Cemal Süreya, Ün ve Efsane başlıklı yazısını şöyle bitirir:
“Ün, türlü koşullar içinde koşuyu kazanan bir attır. Efsane, koşuyu kaybetse
de, ‘kaybettikten sonra da’, koşuyu sürdüren bir at. Zapata’nın atı gibi.
‘Vurulduktan sonra da’ bir süre uçan bir kuş. Halk onu, alır, can kafesinin
içine sokar, orada besleyip durur can yongasıyla. Budur efsane. Ünümüz bizden
çıkar, ama başkalarının elindedir.

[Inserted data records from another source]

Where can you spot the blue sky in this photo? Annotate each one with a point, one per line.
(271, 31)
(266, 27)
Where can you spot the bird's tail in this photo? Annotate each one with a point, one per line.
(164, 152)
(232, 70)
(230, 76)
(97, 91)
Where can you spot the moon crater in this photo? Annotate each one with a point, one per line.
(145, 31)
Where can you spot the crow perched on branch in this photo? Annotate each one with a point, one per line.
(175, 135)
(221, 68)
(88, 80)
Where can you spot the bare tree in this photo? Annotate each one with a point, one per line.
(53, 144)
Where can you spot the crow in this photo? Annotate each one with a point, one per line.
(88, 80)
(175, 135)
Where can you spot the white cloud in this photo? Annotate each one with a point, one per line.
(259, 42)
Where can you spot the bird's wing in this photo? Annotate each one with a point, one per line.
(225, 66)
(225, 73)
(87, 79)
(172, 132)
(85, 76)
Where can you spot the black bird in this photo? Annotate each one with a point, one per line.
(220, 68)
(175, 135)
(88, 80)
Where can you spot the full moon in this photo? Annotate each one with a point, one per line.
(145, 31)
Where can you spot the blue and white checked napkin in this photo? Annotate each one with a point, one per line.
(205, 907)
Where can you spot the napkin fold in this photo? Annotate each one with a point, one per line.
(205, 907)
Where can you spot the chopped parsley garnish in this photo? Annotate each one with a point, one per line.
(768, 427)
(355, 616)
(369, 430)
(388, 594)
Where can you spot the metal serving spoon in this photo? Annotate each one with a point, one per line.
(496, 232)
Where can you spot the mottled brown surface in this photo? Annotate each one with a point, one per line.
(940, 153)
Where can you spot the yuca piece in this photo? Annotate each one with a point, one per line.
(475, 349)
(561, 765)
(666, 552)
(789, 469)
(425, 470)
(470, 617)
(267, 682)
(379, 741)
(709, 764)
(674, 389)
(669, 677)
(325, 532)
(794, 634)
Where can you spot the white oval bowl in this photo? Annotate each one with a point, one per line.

Efsanemiz ise başkalarının yazgısında.”
İşte bu yüzden, bundan beş ya da yüz sene sonra da
Galatasaray’ın oynadığı her maçta, tribünde yeni sezon formasının arkasında ‘10
Hagi’ yazan biri yer alacak. O gün Galatasaray’ın 10 numaralı formasını
Sneijder de taşısa, Messi de, ya da her kimse, ‘Hagi olmayı’ dileyecek. O günün
çocukları onun formasını giyse de, bu biraz da Hagi’nin sayesinde olacak. Zira
yepyeni bir anlam kattığı o formanın arkasındaki numara, biraz da Hagi’nin
suretidir. Bir ülkeye, futbola dair bilmediği ne varsa o formayla öğretmiştir
Hagi. O, “To be or not to be” dizesini “Bir ihtimal daha var, o da ölmek mi
dersin?” diye çeviren Can Yücel’dir. Çünkü futbol bizim anadilimiz değildir,
Hagi gelip dokunmuş ve yabancı olduğumuz duyguları en derinimize işlemiştir.